StratifiedSampling: Different Methods for Stratified Sampling

Documented in varApp varEst

#' @title Approximated variance for balanced sampling
#' @name varApp
#' @param X A matrix of size (\eqn{N} x \eqn{p}) of auxiliary variables on which the sample must be balanced.
#' @param strata A vector of integers that represents the categories.
#' @param pik A vector of inclusion probabilities.
#' @param y A variable of interest.
#'
#' @return a scalar, the value of the approximated variance.
#' @export
#' 
#' @details
#' 
#' This function gives an approximation of the variance of the Horvitz-Thompson total estimator presented by Hasler and Tillé (2014). 
#'
#' @references 
#' Hasler, C. and Tillé, Y. (2014). Fast balanced sampling for highly stratified population. \emph{Computational Statistics and Data Analysis}, 74:81-94.
#' 
#'
#' @seealso \code{\link{varEst}} 
#' 
#' @examples
#' 
#' N <- 1000
#' n <- 400
#' x1 <- rgamma(N,4,25)
#' x2 <- rgamma(N,4,25)
#' 
#' strata <- as.matrix(rep(1:40,each = 25)) # 25 strata
#' Xcat <- disjMatrix(strata)
#' pik <- rep(n/N,N)
#' X <- as.matrix(matrix(c(x1,x2),ncol = 2))
#'  
#' s <- stratifiedcube(X,strata,pik)
#'  
#' y <- 20*strata + rnorm(1000,120) # variable of interest
#' # y_ht <- sum(y[which(s==1)]/pik[which(s == 1)]) # Horvitz-Thompson estimator
#' # (sum(y_ht) - sum(y))^2 # true variance
#' varEst(X,strata,pik,s,y)
#' varApp(X,strata,pik,y)
varApp <- function(X,strata,pik,y){
  
  Xcat <- disj(strata)
  X_tmp <- cbind(Xcat,X)
  N <- length(pik)
  H <- ncol(Xcat)
  q <- ncol(X)
  
  beta <- matrix(rep(0,(H+q)^2),ncol = (H+q),nrow = (H+q))
  
  #compute beta
  for(k in 1:N){
    z_k <- X_tmp[k,]
    b_k <- pik[k]*(1-pik[k])*(N/(N-(H+q)))

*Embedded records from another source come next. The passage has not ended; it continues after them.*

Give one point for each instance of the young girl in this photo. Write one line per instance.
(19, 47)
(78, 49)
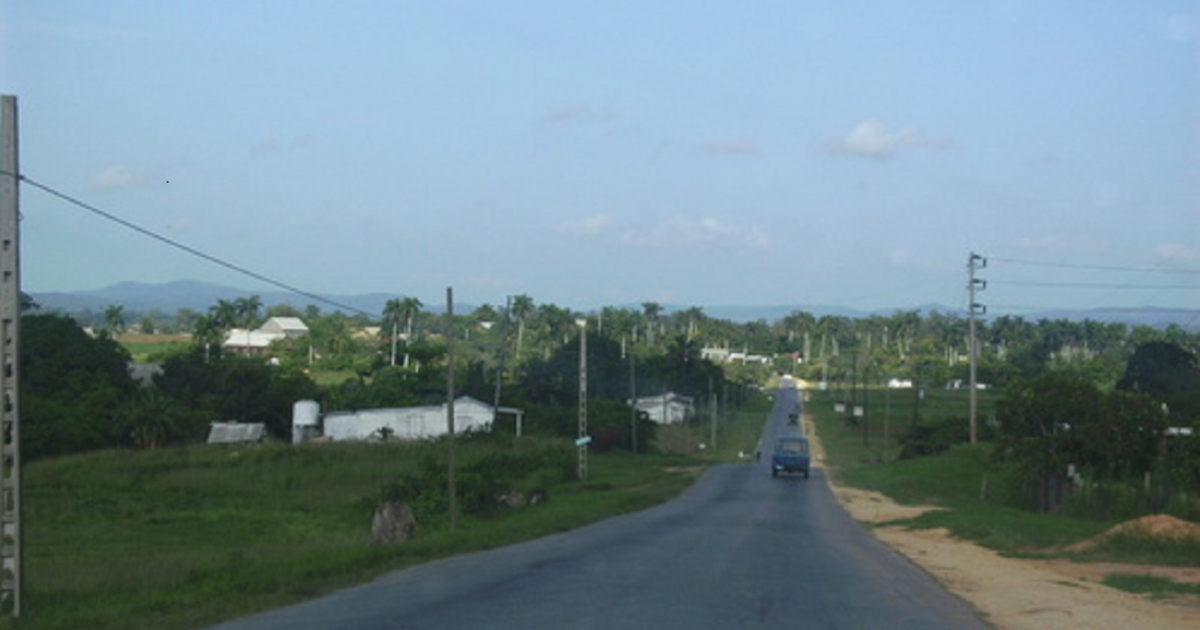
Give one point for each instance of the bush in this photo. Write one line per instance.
(486, 466)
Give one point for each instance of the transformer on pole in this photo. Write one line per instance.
(975, 262)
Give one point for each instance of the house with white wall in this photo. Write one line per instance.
(408, 423)
(669, 408)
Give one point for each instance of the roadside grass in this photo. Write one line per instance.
(190, 537)
(975, 491)
(1157, 587)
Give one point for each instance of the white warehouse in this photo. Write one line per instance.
(408, 423)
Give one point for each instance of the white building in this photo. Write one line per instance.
(666, 409)
(258, 341)
(409, 423)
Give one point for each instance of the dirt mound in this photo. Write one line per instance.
(1158, 527)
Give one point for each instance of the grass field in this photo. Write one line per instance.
(975, 489)
(184, 538)
(147, 348)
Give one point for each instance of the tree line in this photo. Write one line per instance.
(1108, 382)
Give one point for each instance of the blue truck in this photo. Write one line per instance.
(791, 456)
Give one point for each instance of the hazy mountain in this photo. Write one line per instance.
(171, 297)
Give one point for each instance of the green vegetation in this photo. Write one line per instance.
(180, 538)
(131, 523)
(1156, 586)
(979, 493)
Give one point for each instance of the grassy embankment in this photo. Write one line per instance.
(975, 490)
(184, 538)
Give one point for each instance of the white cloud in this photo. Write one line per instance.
(706, 233)
(114, 178)
(871, 139)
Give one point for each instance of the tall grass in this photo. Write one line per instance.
(978, 493)
(184, 538)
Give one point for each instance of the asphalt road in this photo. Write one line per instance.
(738, 550)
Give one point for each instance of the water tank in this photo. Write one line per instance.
(305, 418)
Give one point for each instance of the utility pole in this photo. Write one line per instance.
(582, 443)
(451, 487)
(633, 405)
(11, 545)
(504, 352)
(975, 262)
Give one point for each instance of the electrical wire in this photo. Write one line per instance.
(1101, 268)
(1091, 285)
(183, 247)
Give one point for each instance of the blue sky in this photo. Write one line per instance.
(603, 153)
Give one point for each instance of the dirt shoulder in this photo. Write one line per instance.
(1019, 594)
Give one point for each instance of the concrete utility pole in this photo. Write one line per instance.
(451, 487)
(582, 443)
(11, 546)
(973, 285)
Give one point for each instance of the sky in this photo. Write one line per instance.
(610, 153)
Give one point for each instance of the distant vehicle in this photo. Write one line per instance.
(791, 456)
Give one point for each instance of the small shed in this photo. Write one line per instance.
(237, 432)
(666, 409)
(408, 423)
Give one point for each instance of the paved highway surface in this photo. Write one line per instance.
(738, 550)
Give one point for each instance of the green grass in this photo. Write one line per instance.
(185, 538)
(975, 491)
(1151, 585)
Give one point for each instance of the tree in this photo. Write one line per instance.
(1042, 424)
(393, 312)
(73, 387)
(652, 311)
(246, 311)
(151, 420)
(409, 307)
(1162, 369)
(522, 306)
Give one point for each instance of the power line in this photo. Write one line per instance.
(183, 247)
(1101, 268)
(1092, 285)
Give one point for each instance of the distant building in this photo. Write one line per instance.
(237, 432)
(408, 423)
(288, 327)
(257, 342)
(670, 408)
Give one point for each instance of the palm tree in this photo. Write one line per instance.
(246, 311)
(225, 315)
(522, 306)
(652, 311)
(393, 312)
(409, 309)
(208, 333)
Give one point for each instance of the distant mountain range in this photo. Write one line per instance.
(171, 297)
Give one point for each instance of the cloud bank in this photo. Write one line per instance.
(871, 139)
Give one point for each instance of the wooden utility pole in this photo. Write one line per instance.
(11, 546)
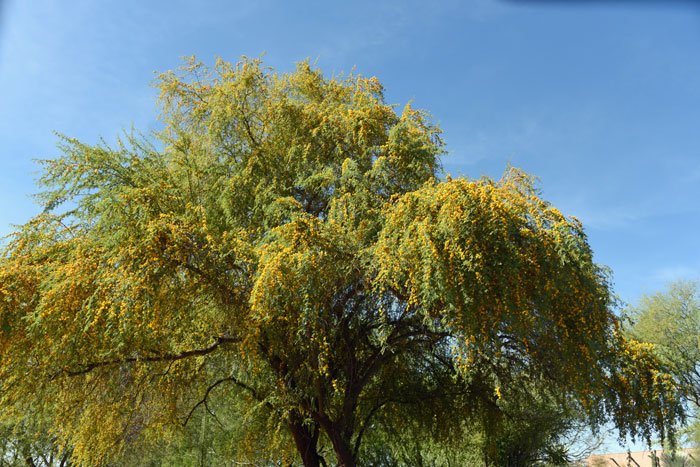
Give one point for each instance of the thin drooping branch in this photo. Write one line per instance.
(365, 424)
(206, 396)
(154, 358)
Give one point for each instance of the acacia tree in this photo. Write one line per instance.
(285, 244)
(670, 320)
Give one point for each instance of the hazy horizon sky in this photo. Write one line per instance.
(600, 100)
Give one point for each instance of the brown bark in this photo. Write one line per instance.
(306, 441)
(341, 447)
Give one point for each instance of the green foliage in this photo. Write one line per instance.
(290, 264)
(670, 320)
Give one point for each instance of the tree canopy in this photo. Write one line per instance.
(670, 321)
(285, 253)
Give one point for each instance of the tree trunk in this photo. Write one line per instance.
(306, 441)
(343, 453)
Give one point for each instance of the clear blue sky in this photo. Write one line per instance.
(600, 99)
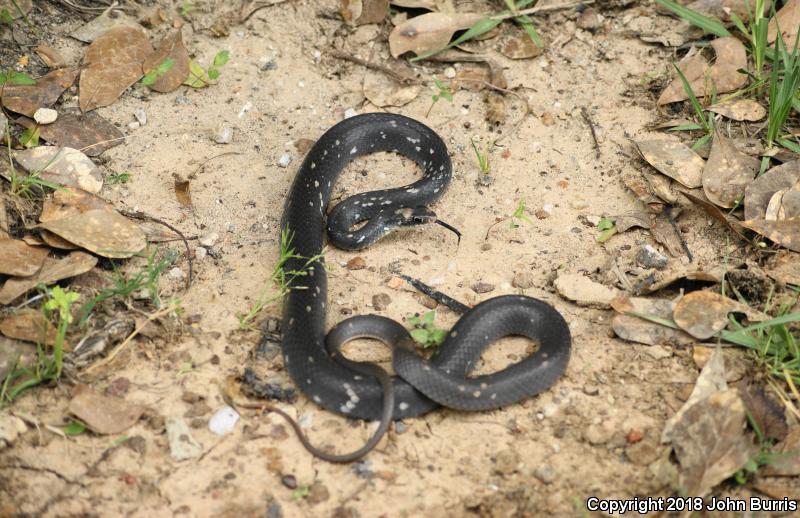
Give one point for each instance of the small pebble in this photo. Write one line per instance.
(381, 301)
(224, 135)
(140, 115)
(285, 160)
(223, 421)
(45, 116)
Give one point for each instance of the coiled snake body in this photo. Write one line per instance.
(421, 385)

    beta <- beta + b_k*(z_k/pik[k])%*%t(z_k/pik[k])
  } 
  beta <- solve(beta)
  
  #compute tmp
  tmp <- rep(0,H+q)
  for(k in 1:N){
    z_k <- X_tmp[k,]
    b_k <- pik[k]*(1-pik[k])*(N/(N-(H+q)))
    tmp <- tmp + b_k*(y[k]/pik[k])*(z_k/pik[k])
  } 
  
  beta <- beta%*%tmp
  
  #compute v
  v <- 0
  for(k in 1:N){
    z_k <- X_tmp[k,]
    b_k <- pik[k]*(1-pik[k])*(N/(N-(H+q)))
    
    v <- v + b_k*( (y[k]/pik[k]) - t(beta)%*%(z_k/pik[k]) )^2
  } 
  
  v
  return(v)
  
  
}


#' @title Estimator of the approximated variance for balanced sampling
#' @name varEst
#' @param X A matrix of size (\eqn{N} x \eqn{p}) of auxiliary variables on which the sample must be balanced.

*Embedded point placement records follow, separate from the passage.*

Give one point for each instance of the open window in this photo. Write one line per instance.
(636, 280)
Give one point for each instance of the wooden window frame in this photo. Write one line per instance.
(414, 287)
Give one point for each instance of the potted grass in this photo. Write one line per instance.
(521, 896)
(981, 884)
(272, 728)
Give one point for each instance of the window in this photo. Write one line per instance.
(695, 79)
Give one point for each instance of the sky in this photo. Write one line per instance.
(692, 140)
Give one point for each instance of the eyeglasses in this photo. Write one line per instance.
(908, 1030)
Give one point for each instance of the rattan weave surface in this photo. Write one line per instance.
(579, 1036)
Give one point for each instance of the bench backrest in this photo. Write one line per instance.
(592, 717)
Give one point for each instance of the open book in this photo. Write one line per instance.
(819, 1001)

#' @param strata A vector of integers that represents the categories.
#' @param pik A vector of inclusion probabilities.
#' @param s A sample (vector of 0 and 1, if rejected or selected).
#' @param y A variable of interest.
#'
#'
#' @return a scalar, the value of the estimated variance.
#'
#' @details
#' 
#' This function gives an estimator of the approximated variance of the Horvitz-Thompson total estimator presented by Hasler C. and Tillé Y. (2014). 
#' 
#' @seealso \code{\link{varApp}}
#' @author Raphaël Jauslin \email{raphael.jauslin@@unine.ch}
#' @references 
#' Hasler, C. and Tillé, Y. (2014). Fast balanced sampling for highly stratified population. \emph{Computational Statistics and Data Analysis}, 74:81-94.
#'
#' @examples
#' 
#' N <- 1000
#' n <- 400
#' x1 <- rgamma(N,4,25)
#' x2 <- rgamma(N,4,25)
#' 
#' strata <- as.matrix(rep(1:40,each = 25)) # 25 strata
#' Xcat <- disjMatrix(strata)
#' pik <- rep(n/N,N)
#' X <- as.matrix(matrix(c(x1,x2),ncol = 2))
#'  
#' s <- stratifiedcube(X,strata,pik)
#'  
#' y <- 20*strata + rnorm(1000,120) # variable of interest
#' # y_ht <- sum(y[which(s==1)]/pik[which(s == 1)]) # Horvitz-Thompson estimator
#' # (sum(y_ht) - sum(y))^2 # true variance
#' varEst(X,strata,pik,s,y)
#' varApp(X,strata,pik,y)
#' @export 
varEst <- function(X,strata,pik,s,y){
  
  
  Xcat <- pik*disj(strata)
  X_tmp <- cbind(Xcat,X)
  # N <- length(pik)
  n <- sum(s)
  index <- which(s == 1)
  H <- ncol(Xcat)
  q <- ncol(X)
  
  if( (H+ q) > n){
    stop("H + q is greater than n.")
  }
  
  beta <- matrix(rep(0,(H+q)^2),ncol = (H+q),nrow = (H+q))
  
  #compute beta
  for(k in index){
    # print(k)
    z_k <- X_tmp[k,]
    c_k <- (1-pik[k])*(n/(n-(H+q)))
    beta <- beta + c_k*(z_k/pik[k])%*%t(z_k/pik[k])
  } 
  beta <- solve(beta)
  
  #compute tmp
  tmp <- rep(0,H+q)
  for(k in index){
    z_k <- X_tmp[k,]
    c_k <- (1-pik[k])*(n/(n-(H+q)))
    tmp <- tmp + c_k*y[k]/pik[k]*(z_k/pik[k])
  } 
  
  beta <- beta%*%tmp
  
  #compute v
  v <- 0
  for(k in index){
    z_k <- X_tmp[k,]
    c_k <- (1-pik[k])*(n/(n-(H+q)))
    v <- v + c_k*( (y[k]/pik[k]) - t(beta)%*%(z_k/pik[k]) )^2
  } 
  
  v
  return(v)
  
  
}